The city’s elected representative sees no other way than to go to the Supreme Court (SC) to stop corruption in the Capital Development Authority (CDA).
Member National Assembly Tariq Fazal Chaudhry on Thursday expressed his concerns over “growing corruption” in the CDA and the authority’s allotment of precious land in the Margalla Hills to influential people. Chaudhry said that the SC is the “last resort” for him to save the national exchequer from being drained dry.
He said this at a meeting of the National Assembly Standing Committee on Cabinet Division. The meeting was held in Islamabad under the chairmanship of Dewan Syed Ashiq Hussain Bukhari.
Fazal alleged that the civic authority is giving state land in the Margalla Hills to influential people, including some top ranked politicians, at throwaway prices and that there is corruption in all other CDA development projects.
“Be it the Zero Point Interchange, LED lights, extension of Margalla Avenue or Kashmir Highway there is unprecedented corruption [in the execution of these projects],” he said.
The MNA said that he took up the issues many times in such committee meetings, but nothing ever came of them. “Officials come, giving briefings and leave with promises, but the decisions and recommendations are never implemented,” he said, adding, “As an elected representative of this city, I have only the option to go to the Supreme Court after Eid to expose this corruption.”
The CDA rules were modified to allow for construction in Zone-IV, which was prohibited before 2010. Construction in the Margalla National Park area became possible in 2010 after the Cabinet granted its approval. The park, spread over 17,386 hectares, was established in 1980 and is home to a variety of mammals and birds.
In the meeting, CDA Chairperson Farkhand Iqbal said that the authority is “making efforts” to execute development projects transparently. He said that the CDA had taken “many steps already” to ensure transparency in the projects.

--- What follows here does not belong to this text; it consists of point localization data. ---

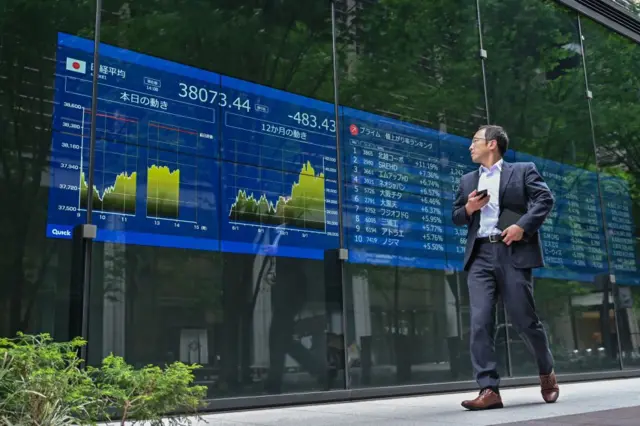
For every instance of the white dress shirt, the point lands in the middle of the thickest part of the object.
(489, 214)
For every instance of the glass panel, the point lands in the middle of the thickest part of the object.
(35, 144)
(412, 97)
(613, 80)
(536, 87)
(215, 193)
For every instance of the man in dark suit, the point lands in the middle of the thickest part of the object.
(500, 261)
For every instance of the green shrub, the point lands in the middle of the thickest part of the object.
(42, 382)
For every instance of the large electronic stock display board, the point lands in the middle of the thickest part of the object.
(192, 159)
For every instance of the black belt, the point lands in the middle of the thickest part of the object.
(490, 239)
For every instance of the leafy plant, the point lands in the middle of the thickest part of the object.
(43, 382)
(149, 393)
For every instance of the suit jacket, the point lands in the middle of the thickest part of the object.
(522, 190)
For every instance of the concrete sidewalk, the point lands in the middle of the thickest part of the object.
(522, 406)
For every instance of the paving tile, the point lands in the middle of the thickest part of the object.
(523, 406)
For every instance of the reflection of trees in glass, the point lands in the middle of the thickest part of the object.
(612, 69)
(28, 31)
(415, 60)
(535, 78)
(284, 44)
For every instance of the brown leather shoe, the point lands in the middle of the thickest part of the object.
(487, 400)
(550, 388)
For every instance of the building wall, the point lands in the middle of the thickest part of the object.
(276, 313)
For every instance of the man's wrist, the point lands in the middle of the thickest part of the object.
(468, 210)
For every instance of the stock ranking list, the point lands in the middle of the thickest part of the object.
(396, 209)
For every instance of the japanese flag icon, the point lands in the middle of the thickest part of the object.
(76, 65)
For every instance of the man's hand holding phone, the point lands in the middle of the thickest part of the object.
(476, 201)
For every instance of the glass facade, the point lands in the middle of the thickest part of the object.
(271, 184)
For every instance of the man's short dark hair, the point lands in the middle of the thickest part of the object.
(499, 134)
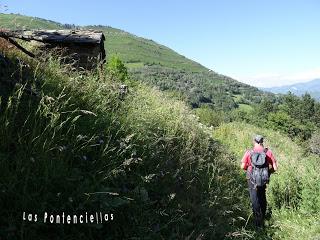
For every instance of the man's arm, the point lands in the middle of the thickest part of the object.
(244, 161)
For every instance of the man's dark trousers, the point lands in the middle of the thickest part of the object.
(259, 203)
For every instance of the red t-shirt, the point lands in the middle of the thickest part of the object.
(247, 157)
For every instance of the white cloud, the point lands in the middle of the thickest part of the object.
(274, 79)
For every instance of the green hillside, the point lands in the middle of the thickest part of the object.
(71, 142)
(160, 66)
(293, 193)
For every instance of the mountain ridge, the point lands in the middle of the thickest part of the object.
(159, 66)
(312, 87)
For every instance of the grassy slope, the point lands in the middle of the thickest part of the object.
(75, 146)
(153, 63)
(294, 191)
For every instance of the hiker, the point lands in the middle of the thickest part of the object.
(259, 163)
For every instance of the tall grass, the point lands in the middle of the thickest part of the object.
(293, 193)
(69, 143)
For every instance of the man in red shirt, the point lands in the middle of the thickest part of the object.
(258, 193)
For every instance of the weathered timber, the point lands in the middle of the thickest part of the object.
(83, 48)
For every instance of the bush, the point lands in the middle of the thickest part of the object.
(314, 143)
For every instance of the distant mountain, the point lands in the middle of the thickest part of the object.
(311, 87)
(158, 65)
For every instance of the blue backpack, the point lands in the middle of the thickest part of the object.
(259, 174)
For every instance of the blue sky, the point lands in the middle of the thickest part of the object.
(260, 42)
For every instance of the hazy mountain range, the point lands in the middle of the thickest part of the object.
(311, 87)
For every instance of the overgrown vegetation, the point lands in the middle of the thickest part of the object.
(70, 144)
(293, 192)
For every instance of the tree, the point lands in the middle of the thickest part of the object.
(314, 143)
(117, 69)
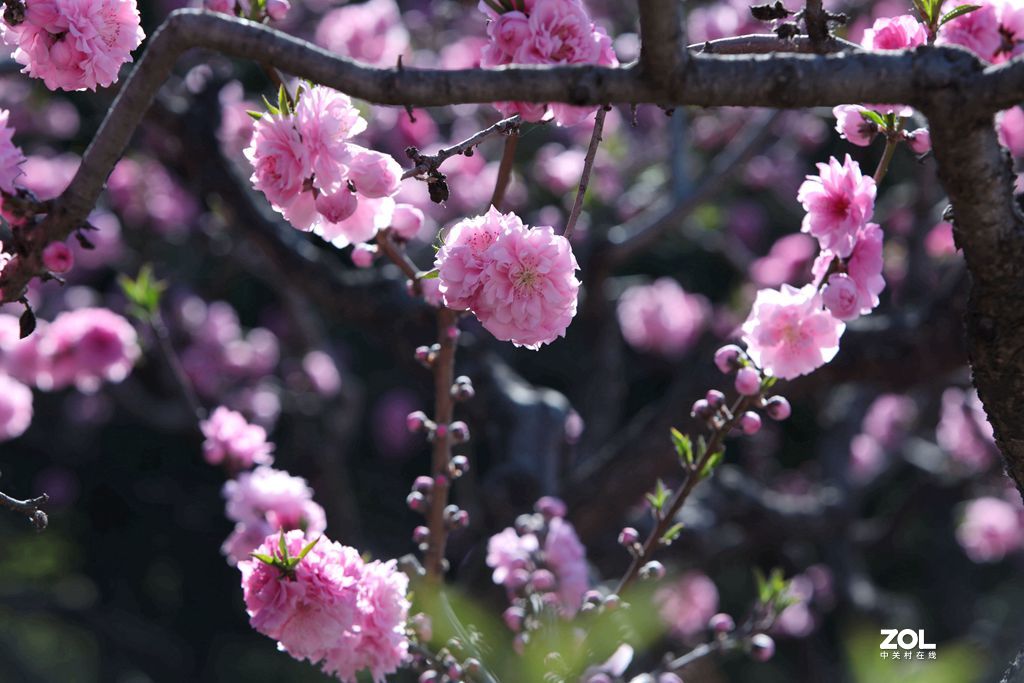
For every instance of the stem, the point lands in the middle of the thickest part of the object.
(432, 163)
(443, 408)
(504, 171)
(665, 518)
(32, 508)
(588, 166)
(174, 363)
(887, 157)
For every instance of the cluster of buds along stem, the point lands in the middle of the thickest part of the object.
(751, 386)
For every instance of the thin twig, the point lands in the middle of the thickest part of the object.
(443, 368)
(588, 166)
(427, 164)
(31, 508)
(504, 171)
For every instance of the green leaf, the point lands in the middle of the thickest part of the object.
(713, 462)
(672, 534)
(960, 10)
(683, 445)
(873, 117)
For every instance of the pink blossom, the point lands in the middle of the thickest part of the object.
(370, 32)
(840, 296)
(528, 287)
(787, 334)
(896, 33)
(990, 529)
(964, 431)
(15, 408)
(507, 551)
(565, 556)
(978, 31)
(662, 317)
(85, 347)
(10, 156)
(267, 495)
(407, 221)
(331, 608)
(465, 254)
(1010, 125)
(231, 440)
(281, 162)
(374, 174)
(838, 202)
(687, 604)
(854, 127)
(75, 44)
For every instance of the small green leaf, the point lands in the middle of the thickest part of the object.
(672, 534)
(873, 117)
(960, 10)
(713, 462)
(683, 445)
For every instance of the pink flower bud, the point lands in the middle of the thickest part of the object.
(276, 9)
(374, 173)
(628, 537)
(726, 357)
(750, 422)
(920, 140)
(57, 257)
(551, 507)
(840, 296)
(762, 646)
(721, 623)
(777, 408)
(748, 381)
(407, 221)
(715, 398)
(543, 580)
(416, 421)
(363, 255)
(336, 208)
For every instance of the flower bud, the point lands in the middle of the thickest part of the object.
(750, 422)
(721, 623)
(748, 381)
(777, 408)
(762, 646)
(727, 357)
(550, 507)
(652, 570)
(57, 257)
(715, 398)
(629, 537)
(416, 421)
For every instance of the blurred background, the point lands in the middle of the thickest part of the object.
(883, 497)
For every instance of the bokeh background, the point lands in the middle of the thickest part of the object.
(867, 496)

The CDA chairperson added that the authority would soon launch a state-of-the-art Rapid Transport Service — a form of which the authority has been promising for years — in Islamabad. Former prime minister Yousaf Raza Gilani had announced over a year ago that the Rapid Transport Service will become operational in six months. But more than six months later, the authority barely managed to get its board to sign off on the project in April this year. Little progress has been made on the project since then.
But in the meeting on Thursday, Iqbal insisted that “the bus service will be a very respectable and affordable one and run in line with similar services in the UK and China.”
Iqbal said that companies from Turkey and Germany have showed interest in the project and they will make a decision within 20 days after the bidders’ ability to implement the project is established.
He said the authority is negotiating with the Asian Development Bank (ADB) to carry out the feasibility study of the bus service. The ADB, he added, will charge Rs280 million for their consultation.
The CDA chairperson added that work on the Kuri Model Village will start soon after Eid. The village has been mired by land controversies since 2011, when work on the project started.
Farkhand Iqbal also seemed adamant on continuing with the controversial LED lights project, which, he believes, will save the country 1500MW of electricity. The National Accountability Bureau (NAB) had advised the authority in May to scrap the project, saying that newer and cheaper options were available in the market. But given CDA’s defiance, the NAB authorised an inquiry against the authority over the project on Wednesday.
The committee also constituted a sub-committee to look into the matter of allotting a plot to the cold storage in sector I-11.
Published in The Express Tribune, August 17th, 2012.